Бывалый взял свою шапку и, простясь с хозяином и гостями, вышел из хоромины, брося с улыбкою косой взгляд на Курицына. Вслед за ним разбрелись и прочие гости. Выйдя на улицы и отойдя несколько шагов от дома Ивана Степаныча, каждый из них невольно оглянулся, чтобы посмотреть, не гонится ли по пятам мертвец с ножом в боку… Но все было тихо, и только собаки заунывным воем голосили по улицам.
Глава пятая
Возле Москвы находилась иноземная слобода, место жительства приезжавших в это время в Москву иностранцев, называвшаяся по весьма странному случаю Кукуем.
Жены и дети иностранцев, поселившихся здесь при образовании слободы, в царствование Иоанна Васильевича, замечая что-нибудь особенное в проходивших возле их окон русских, кричали обыкновенно друг другу: «Кукке, кукке гир!»[3] Русские, со своей стороны, слыша от немцев весьма часто повторяемым это слово, затвердили его и таким образом прозвали всю слободу Кукуем. Иноземная слобода составляла как будто особенный, малый город, довольно чистенько застроенный деревянными зданиями, с двумя евангелическими и одною кальвинскою церквами. Житель московский, выйдя из Покровских ворот и пройдя расстояние двух ружейных выстрелов, переселялся вдруг как бы в чужую страну: на улицах вместо толстых осанистых граждан в длинных охабнях и высоких шапках встречались ему живые, веселые лица иностранцев в коротеньких кафтанах, с легонькими беретами на головах. Из окон выглядывали женские головки, которые вместо того, чтобы прятаться, когда подходили к дому, напротив, выставлялись еще гораздо более, оглядывая с любопытством каждого прохожего. По всем улицам раздавались немецкие, английские, голландские слова, и только изредка слышалась русская речь какого-нибудь купца гостинной или суконной сотни, зашедшего в слободу уговориться о цене товара с одним из иностранцев; но и тот старался войти поскорее, боясь, чтобы как-нибудь не застала его ночь и все немцы, превратясь в оборотней, не съели бы его заживо… Словом, здесь был особый мир, особые люди…

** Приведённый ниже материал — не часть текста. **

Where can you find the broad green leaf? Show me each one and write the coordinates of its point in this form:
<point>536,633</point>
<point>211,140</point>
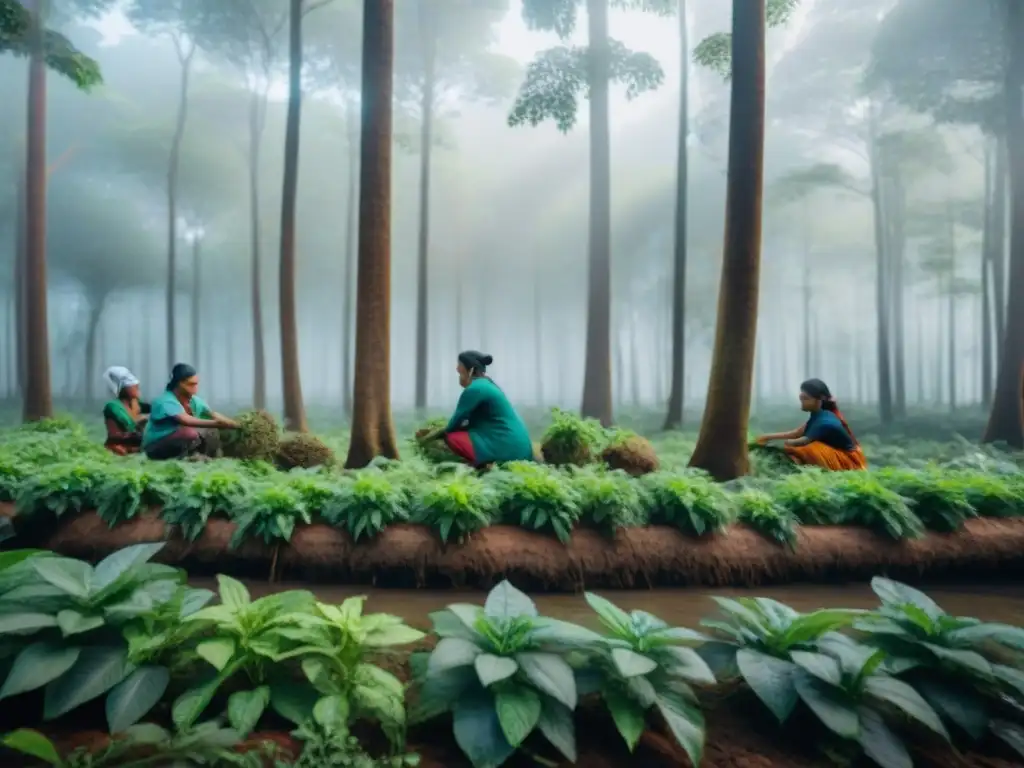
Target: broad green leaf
<point>685,663</point>
<point>880,743</point>
<point>450,653</point>
<point>505,601</point>
<point>551,675</point>
<point>95,672</point>
<point>629,717</point>
<point>518,711</point>
<point>217,652</point>
<point>38,665</point>
<point>631,664</point>
<point>823,700</point>
<point>822,667</point>
<point>117,564</point>
<point>771,680</point>
<point>233,594</point>
<point>478,732</point>
<point>71,577</point>
<point>134,696</point>
<point>685,723</point>
<point>903,696</point>
<point>894,593</point>
<point>33,743</point>
<point>556,725</point>
<point>610,614</point>
<point>245,708</point>
<point>74,623</point>
<point>24,624</point>
<point>492,669</point>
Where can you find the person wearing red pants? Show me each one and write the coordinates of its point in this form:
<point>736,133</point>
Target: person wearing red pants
<point>484,428</point>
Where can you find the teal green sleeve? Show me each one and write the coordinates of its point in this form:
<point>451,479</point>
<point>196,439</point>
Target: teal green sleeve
<point>470,398</point>
<point>200,409</point>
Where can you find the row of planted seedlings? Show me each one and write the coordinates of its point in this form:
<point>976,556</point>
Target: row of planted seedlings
<point>181,676</point>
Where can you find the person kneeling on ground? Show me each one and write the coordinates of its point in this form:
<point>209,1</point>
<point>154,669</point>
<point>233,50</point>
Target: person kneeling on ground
<point>181,425</point>
<point>126,415</point>
<point>825,440</point>
<point>484,427</point>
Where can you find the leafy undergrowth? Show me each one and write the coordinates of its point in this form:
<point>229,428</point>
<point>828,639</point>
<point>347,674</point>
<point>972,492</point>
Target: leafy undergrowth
<point>187,677</point>
<point>55,468</point>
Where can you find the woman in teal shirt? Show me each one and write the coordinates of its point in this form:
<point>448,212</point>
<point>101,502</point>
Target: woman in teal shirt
<point>484,427</point>
<point>181,425</point>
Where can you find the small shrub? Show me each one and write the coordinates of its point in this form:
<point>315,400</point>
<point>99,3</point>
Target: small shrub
<point>256,437</point>
<point>570,439</point>
<point>692,503</point>
<point>632,454</point>
<point>303,452</point>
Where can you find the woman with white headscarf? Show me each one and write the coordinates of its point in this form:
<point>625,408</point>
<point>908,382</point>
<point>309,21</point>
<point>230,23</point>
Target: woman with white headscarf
<point>125,415</point>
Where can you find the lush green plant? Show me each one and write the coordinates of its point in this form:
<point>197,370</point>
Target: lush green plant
<point>642,664</point>
<point>69,619</point>
<point>365,505</point>
<point>457,505</point>
<point>608,501</point>
<point>693,503</point>
<point>756,638</point>
<point>206,744</point>
<point>538,498</point>
<point>760,510</point>
<point>570,439</point>
<point>958,665</point>
<point>487,670</point>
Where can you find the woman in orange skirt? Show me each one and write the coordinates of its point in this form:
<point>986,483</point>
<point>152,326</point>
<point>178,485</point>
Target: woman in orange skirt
<point>825,440</point>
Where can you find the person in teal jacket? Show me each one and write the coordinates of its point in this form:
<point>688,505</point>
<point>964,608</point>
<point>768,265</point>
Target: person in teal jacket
<point>484,428</point>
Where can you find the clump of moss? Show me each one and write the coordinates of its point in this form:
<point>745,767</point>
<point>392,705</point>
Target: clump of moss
<point>435,452</point>
<point>570,439</point>
<point>303,452</point>
<point>257,437</point>
<point>632,454</point>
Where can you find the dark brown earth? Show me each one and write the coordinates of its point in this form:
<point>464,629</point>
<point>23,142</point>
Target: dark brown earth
<point>655,556</point>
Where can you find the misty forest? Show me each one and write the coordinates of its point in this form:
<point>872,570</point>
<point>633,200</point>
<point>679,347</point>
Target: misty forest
<point>529,290</point>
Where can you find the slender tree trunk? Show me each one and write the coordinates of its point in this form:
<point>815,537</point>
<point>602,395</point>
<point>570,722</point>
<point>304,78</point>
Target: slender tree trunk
<point>185,51</point>
<point>597,368</point>
<point>291,379</point>
<point>351,209</point>
<point>721,448</point>
<point>674,420</point>
<point>197,285</point>
<point>38,401</point>
<point>257,115</point>
<point>373,430</point>
<point>1007,417</point>
<point>428,40</point>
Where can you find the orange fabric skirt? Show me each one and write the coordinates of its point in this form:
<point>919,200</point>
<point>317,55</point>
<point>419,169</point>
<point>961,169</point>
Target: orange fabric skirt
<point>834,460</point>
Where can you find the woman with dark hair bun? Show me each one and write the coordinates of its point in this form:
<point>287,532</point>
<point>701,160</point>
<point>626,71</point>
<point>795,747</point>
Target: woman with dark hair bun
<point>825,440</point>
<point>484,427</point>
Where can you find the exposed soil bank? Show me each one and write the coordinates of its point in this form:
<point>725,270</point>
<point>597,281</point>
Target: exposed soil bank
<point>413,556</point>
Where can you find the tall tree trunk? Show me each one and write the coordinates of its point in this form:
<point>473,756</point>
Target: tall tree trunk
<point>882,287</point>
<point>674,420</point>
<point>721,448</point>
<point>38,402</point>
<point>1007,417</point>
<point>197,285</point>
<point>597,368</point>
<point>428,39</point>
<point>96,306</point>
<point>185,51</point>
<point>351,209</point>
<point>291,379</point>
<point>373,429</point>
<point>987,261</point>
<point>257,118</point>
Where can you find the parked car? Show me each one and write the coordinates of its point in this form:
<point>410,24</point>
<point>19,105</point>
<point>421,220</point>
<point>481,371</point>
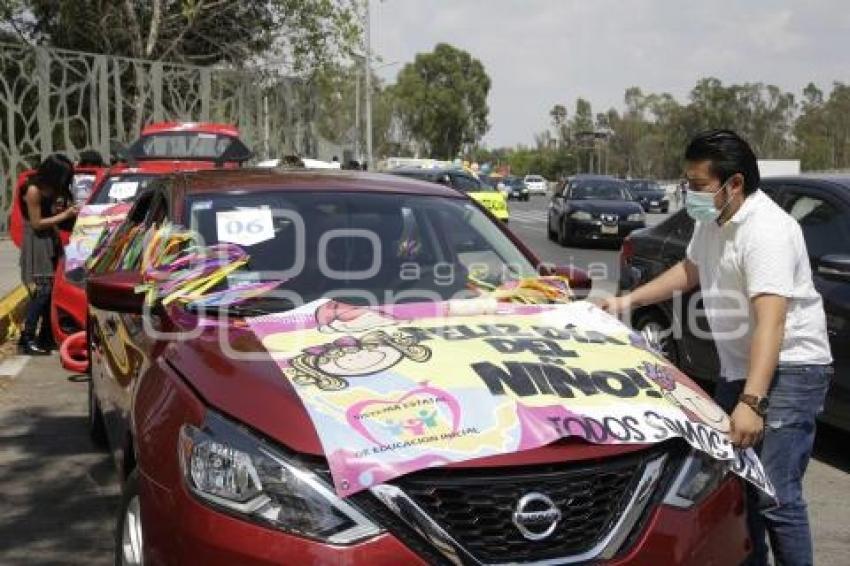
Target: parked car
<point>515,188</point>
<point>822,206</point>
<point>69,305</point>
<point>593,208</point>
<point>490,198</point>
<point>162,148</point>
<point>649,194</point>
<point>536,184</point>
<point>191,426</point>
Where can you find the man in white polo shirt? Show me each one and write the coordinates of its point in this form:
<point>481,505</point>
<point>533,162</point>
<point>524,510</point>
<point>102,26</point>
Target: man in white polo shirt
<point>749,258</point>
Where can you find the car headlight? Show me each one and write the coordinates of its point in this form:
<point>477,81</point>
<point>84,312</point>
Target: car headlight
<point>76,277</point>
<point>699,477</point>
<point>230,468</point>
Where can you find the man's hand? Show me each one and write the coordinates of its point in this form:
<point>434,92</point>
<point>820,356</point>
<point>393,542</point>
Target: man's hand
<point>614,305</point>
<point>747,426</point>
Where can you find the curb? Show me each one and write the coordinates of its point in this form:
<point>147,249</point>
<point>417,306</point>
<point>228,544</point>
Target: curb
<point>12,308</point>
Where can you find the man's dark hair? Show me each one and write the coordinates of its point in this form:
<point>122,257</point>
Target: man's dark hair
<point>55,172</point>
<point>90,158</point>
<point>728,153</point>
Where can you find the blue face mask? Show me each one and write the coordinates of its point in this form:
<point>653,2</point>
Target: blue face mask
<point>700,206</point>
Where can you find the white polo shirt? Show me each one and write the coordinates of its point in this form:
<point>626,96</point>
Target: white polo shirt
<point>760,250</point>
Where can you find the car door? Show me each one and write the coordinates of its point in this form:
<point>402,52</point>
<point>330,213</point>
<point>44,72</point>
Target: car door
<point>118,340</point>
<point>697,356</point>
<point>824,216</point>
<point>558,205</point>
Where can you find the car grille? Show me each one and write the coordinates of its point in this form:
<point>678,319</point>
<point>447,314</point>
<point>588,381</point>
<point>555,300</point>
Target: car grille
<point>476,507</point>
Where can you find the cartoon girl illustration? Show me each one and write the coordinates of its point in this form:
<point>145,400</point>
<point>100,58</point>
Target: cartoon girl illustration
<point>696,405</point>
<point>328,366</point>
<point>334,316</point>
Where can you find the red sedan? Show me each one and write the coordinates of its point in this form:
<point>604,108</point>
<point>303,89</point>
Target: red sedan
<point>163,147</point>
<point>222,463</point>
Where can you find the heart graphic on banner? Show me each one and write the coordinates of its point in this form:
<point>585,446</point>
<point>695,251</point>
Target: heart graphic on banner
<point>423,412</point>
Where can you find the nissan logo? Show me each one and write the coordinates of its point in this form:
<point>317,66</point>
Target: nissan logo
<point>536,516</point>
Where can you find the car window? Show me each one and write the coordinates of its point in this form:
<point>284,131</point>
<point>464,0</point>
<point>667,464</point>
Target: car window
<point>121,188</point>
<point>598,190</point>
<point>359,246</point>
<point>678,227</point>
<point>825,229</point>
<point>469,184</point>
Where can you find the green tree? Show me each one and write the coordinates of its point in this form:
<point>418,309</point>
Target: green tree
<point>304,34</point>
<point>442,100</point>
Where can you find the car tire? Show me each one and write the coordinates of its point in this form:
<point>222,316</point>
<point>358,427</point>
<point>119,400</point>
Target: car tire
<point>553,234</point>
<point>655,329</point>
<point>563,236</point>
<point>129,540</point>
<point>97,428</point>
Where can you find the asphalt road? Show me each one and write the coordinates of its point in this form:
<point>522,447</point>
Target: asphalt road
<point>827,480</point>
<point>58,494</point>
<point>601,261</point>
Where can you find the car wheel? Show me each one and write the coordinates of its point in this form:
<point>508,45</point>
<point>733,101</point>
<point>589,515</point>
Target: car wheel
<point>563,235</point>
<point>553,234</point>
<point>97,428</point>
<point>655,329</point>
<point>129,540</point>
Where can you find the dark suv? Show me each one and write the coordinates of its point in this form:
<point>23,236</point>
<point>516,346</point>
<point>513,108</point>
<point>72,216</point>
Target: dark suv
<point>822,207</point>
<point>649,195</point>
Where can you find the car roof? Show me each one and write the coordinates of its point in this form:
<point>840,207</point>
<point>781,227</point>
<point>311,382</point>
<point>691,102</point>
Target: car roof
<point>195,127</point>
<point>587,176</point>
<point>425,171</point>
<point>331,180</point>
<point>834,179</point>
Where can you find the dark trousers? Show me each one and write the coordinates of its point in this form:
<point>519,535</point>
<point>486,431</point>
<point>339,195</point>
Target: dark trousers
<point>796,397</point>
<point>37,321</point>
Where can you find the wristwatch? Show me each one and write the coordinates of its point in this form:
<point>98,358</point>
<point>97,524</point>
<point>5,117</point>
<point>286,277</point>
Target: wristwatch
<point>756,403</point>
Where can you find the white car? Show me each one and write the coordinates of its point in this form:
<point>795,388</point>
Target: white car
<point>536,184</point>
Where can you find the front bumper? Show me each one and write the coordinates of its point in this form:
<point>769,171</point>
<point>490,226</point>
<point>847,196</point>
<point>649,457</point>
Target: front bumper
<point>181,530</point>
<point>596,230</point>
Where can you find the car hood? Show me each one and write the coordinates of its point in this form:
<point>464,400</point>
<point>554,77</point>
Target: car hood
<point>620,207</point>
<point>255,392</point>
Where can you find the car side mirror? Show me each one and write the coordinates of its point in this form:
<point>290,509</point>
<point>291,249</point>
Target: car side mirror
<point>580,281</point>
<point>834,265</point>
<point>116,292</point>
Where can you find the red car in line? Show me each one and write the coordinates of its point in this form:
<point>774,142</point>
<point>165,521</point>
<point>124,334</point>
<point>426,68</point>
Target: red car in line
<point>163,147</point>
<point>188,424</point>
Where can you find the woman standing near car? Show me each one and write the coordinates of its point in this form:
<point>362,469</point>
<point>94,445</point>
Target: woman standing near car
<point>43,208</point>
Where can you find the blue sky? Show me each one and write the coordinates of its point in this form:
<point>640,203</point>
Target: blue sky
<point>542,52</point>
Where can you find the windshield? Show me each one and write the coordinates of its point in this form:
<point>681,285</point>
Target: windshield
<point>361,248</point>
<point>598,190</point>
<point>121,188</point>
<point>469,184</point>
<point>185,145</point>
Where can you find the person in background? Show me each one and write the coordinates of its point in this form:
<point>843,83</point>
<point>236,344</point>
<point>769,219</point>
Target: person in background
<point>83,183</point>
<point>749,258</point>
<point>44,208</point>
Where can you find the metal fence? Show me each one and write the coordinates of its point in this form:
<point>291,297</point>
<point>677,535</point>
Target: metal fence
<point>58,100</point>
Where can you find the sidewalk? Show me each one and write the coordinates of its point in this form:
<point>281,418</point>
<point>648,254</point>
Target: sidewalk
<point>58,493</point>
<point>12,293</point>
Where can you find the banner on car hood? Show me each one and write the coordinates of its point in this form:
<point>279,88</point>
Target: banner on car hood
<point>90,225</point>
<point>398,389</point>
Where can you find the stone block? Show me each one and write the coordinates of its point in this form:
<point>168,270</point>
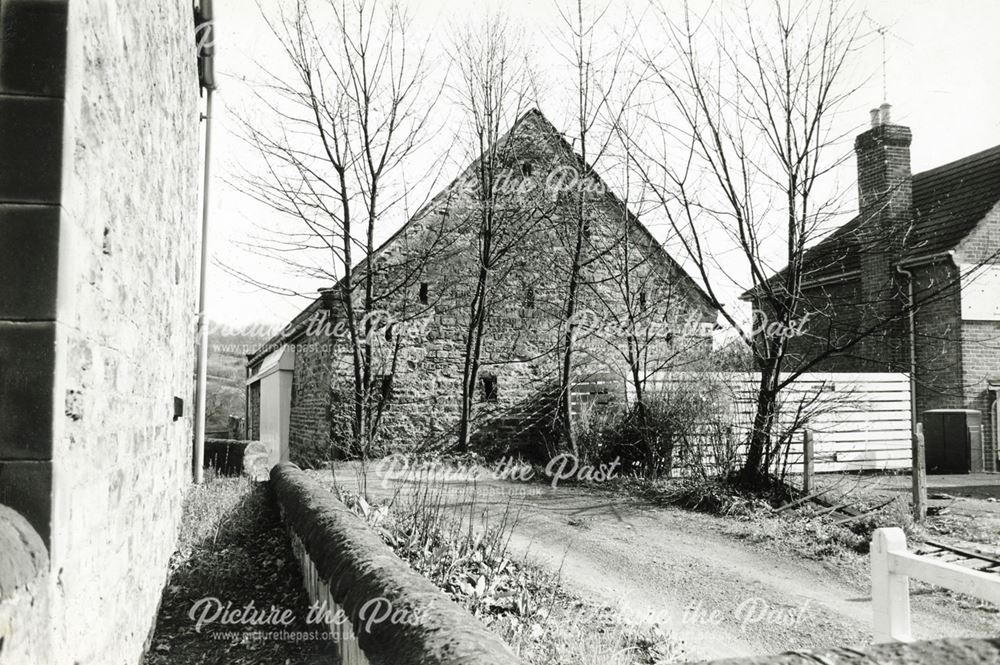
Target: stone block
<point>30,149</point>
<point>29,261</point>
<point>26,486</point>
<point>27,361</point>
<point>33,47</point>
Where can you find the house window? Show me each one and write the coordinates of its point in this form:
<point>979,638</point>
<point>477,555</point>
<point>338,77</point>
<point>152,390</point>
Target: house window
<point>489,384</point>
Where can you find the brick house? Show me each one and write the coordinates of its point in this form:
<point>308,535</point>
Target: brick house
<point>930,238</point>
<point>300,383</point>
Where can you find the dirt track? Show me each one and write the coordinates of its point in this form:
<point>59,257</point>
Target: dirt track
<point>718,595</point>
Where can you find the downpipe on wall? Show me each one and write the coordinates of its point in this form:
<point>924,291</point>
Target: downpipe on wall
<point>205,40</point>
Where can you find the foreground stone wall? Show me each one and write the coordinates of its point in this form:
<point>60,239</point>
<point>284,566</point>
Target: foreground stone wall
<point>937,652</point>
<point>128,280</point>
<point>354,568</point>
<point>24,580</point>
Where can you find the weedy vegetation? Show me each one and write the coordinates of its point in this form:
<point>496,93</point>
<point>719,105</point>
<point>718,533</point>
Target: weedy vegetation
<point>461,542</point>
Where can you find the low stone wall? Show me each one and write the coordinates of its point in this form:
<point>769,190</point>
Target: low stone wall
<point>24,579</point>
<point>348,565</point>
<point>937,652</point>
<point>226,456</point>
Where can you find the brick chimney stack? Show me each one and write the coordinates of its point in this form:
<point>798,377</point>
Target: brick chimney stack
<point>885,205</point>
<point>885,184</point>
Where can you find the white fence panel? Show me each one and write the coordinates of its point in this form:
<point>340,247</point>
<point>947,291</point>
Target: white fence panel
<point>892,566</point>
<point>861,421</point>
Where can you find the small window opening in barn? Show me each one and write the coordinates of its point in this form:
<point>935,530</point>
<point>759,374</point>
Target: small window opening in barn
<point>382,385</point>
<point>490,391</point>
<point>385,387</point>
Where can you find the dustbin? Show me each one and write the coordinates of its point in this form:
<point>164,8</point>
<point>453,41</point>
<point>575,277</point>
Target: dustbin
<point>953,440</point>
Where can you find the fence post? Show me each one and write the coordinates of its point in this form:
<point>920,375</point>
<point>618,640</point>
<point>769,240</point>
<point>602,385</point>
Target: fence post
<point>890,592</point>
<point>919,476</point>
<point>808,457</point>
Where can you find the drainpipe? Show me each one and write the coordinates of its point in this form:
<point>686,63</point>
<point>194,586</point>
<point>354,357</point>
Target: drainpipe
<point>913,345</point>
<point>205,35</point>
<point>912,263</point>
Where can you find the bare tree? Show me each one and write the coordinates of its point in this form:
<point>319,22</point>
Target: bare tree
<point>748,147</point>
<point>495,88</point>
<point>335,141</point>
<point>753,118</point>
<point>595,67</point>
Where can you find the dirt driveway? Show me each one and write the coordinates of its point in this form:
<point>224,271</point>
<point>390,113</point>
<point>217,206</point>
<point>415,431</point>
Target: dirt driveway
<point>718,595</point>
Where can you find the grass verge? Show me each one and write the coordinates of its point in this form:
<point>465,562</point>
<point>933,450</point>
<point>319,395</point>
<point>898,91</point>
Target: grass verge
<point>232,548</point>
<point>461,545</point>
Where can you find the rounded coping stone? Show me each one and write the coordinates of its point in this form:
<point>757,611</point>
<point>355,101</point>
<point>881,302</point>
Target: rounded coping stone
<point>23,557</point>
<point>359,567</point>
<point>933,652</point>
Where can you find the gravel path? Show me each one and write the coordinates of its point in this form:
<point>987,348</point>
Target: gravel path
<point>234,549</point>
<point>720,596</point>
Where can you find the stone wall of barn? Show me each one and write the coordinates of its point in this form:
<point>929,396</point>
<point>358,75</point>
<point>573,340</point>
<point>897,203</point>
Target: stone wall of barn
<point>130,220</point>
<point>426,277</point>
<point>99,141</point>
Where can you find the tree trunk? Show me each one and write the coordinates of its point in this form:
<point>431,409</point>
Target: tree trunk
<point>755,472</point>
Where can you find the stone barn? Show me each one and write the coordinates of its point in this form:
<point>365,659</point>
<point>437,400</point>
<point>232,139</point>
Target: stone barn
<point>425,275</point>
<point>99,238</point>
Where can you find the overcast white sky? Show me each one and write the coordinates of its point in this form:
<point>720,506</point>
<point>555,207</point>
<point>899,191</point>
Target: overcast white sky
<point>942,79</point>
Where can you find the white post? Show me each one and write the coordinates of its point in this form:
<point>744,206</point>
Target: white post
<point>890,592</point>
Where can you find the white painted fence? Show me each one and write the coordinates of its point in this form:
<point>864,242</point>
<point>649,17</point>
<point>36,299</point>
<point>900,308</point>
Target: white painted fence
<point>892,567</point>
<point>860,421</point>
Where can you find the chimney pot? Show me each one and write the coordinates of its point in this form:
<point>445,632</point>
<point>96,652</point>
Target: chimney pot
<point>885,109</point>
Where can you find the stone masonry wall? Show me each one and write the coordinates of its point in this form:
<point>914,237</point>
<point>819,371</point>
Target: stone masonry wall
<point>126,321</point>
<point>424,349</point>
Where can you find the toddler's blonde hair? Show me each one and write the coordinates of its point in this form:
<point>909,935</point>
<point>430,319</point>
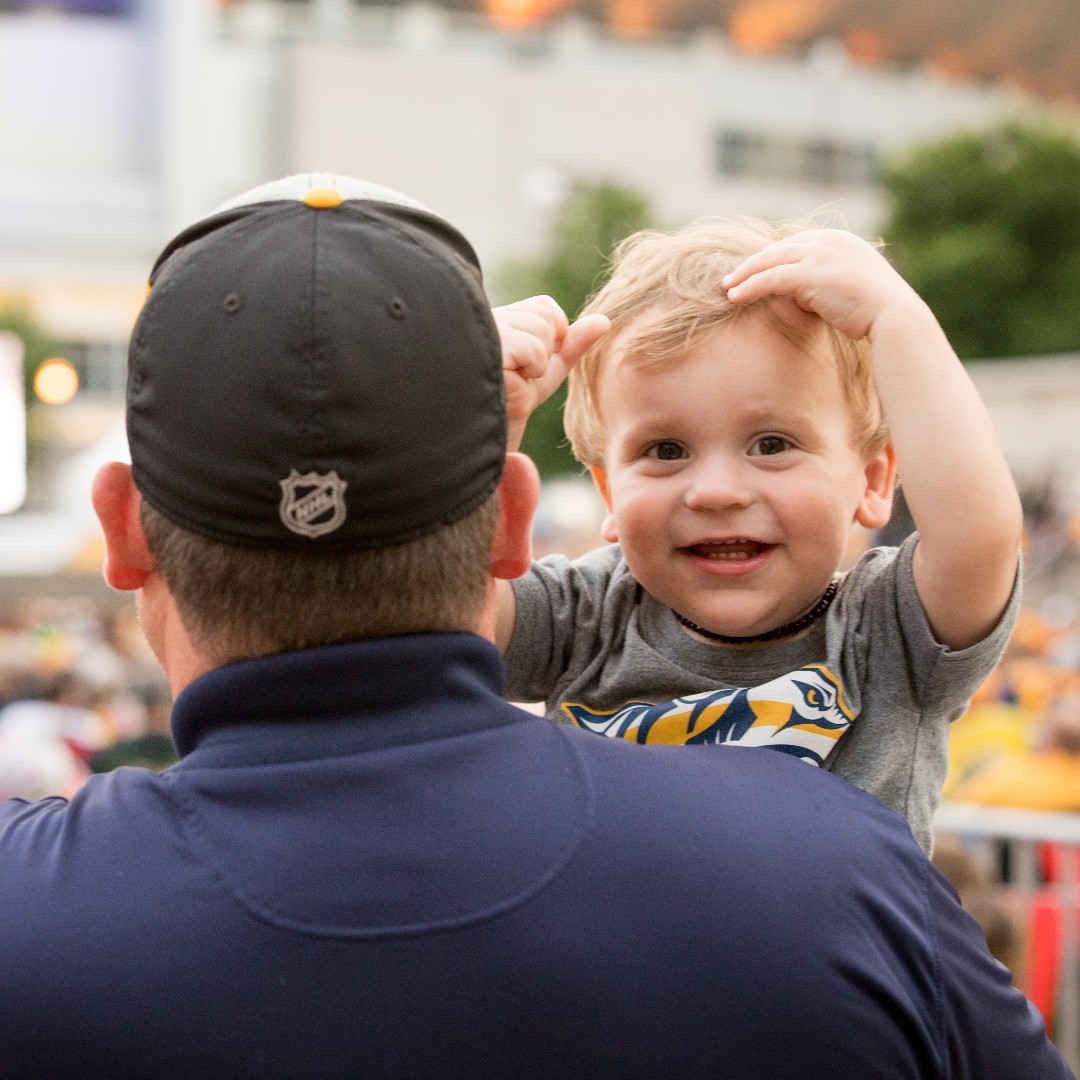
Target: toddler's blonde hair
<point>670,282</point>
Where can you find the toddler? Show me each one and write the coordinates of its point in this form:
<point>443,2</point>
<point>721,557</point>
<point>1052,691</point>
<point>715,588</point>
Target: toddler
<point>756,392</point>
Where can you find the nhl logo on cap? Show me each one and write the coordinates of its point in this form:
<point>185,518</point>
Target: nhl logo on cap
<point>312,503</point>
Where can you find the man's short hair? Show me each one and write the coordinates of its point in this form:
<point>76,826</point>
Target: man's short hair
<point>669,283</point>
<point>238,603</point>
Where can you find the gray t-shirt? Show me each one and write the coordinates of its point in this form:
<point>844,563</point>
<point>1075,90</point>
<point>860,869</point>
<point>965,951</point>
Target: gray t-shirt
<point>605,655</point>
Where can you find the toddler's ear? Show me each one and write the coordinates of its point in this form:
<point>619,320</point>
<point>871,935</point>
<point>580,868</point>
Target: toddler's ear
<point>608,528</point>
<point>875,508</point>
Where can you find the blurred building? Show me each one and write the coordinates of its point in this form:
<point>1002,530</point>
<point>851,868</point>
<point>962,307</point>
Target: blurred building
<point>123,120</point>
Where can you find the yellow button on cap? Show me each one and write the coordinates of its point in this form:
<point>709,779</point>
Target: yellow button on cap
<point>323,198</point>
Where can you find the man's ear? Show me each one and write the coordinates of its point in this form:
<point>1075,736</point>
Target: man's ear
<point>879,473</point>
<point>117,501</point>
<point>518,495</point>
<point>608,528</point>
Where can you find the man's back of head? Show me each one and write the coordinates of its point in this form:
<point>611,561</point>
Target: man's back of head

В одной из улиц этой слободы, недалеко от кальвинской церкви, стоял небольшой деревянный дом, который состоял из двух половин, разделявшихся небольшими сенями. В задней части, выдавшейся окнами в сад, помещалась спальня хозяина, а вся передняя состояла из одной большой, светлой комнаты. Возле входной стены ее стоял огромный шкаф, окрашенный зеленою краскою, с выдвижными ящиками, на которых виднелись латинские надписи; у противоположной стены поставлен был длинный стол, покрытый толстыми книгами в кожаных переплетах и различными анатомическими инструментами. Возле окон красовалась скамья с кожаной подушкой и спинкой вроде дивана, над которой висел на стене музыкальный инструмент, сходный с гитарой. Передний угол комнаты занят был каким-то предметом, около сажени вышиною, укрепленным внизу, на круглой стойке, и закрытым со всех сторон шелковым зеленым пологом. Трудно было бы угадать, что такое заключалось под ним, если бы из-под отпахнувшейся несколько снизу полы не выставлялась длинная костяная нога, доказывавшая, что тут стоял человеческий скелет… Все показывало, что здесь пахнет не русским духом! Это было жилище голландского аптекаря Иоганна Пфейфера, с которым мы познакомили читателя в начале нашего рассказа.
Жители иноземной слободы давно уже все покоились глубоким сном, но в описанной выше комнате через закрытые ставни светился еще огонек. Хозяин, несмотря на позднюю пору, не мог расстаться со своим другом Брандтом, пришедшим к нему часа за три назад, и хотя они перебрали по зернышку всю старину, но предмет для разговоров, казалось, не истощался. Наконец Брандт встал, чтобы распрощаться.
– Да погоди же, приятель, – вскричал Пфейфер, – после такой долгой разлуки можно уделить своему старому товарищу лишний часок. Не хочешь ли, я попотчую фляжкой старого кипрского, прямо с царского погреба?
– Благодарю тебя, Иоганн, право и того довольно, что мы уже выпили. Тебя, я вижу, так же трудно насытить, как данаидину бочку, а в меня и воронкой не много вольешь.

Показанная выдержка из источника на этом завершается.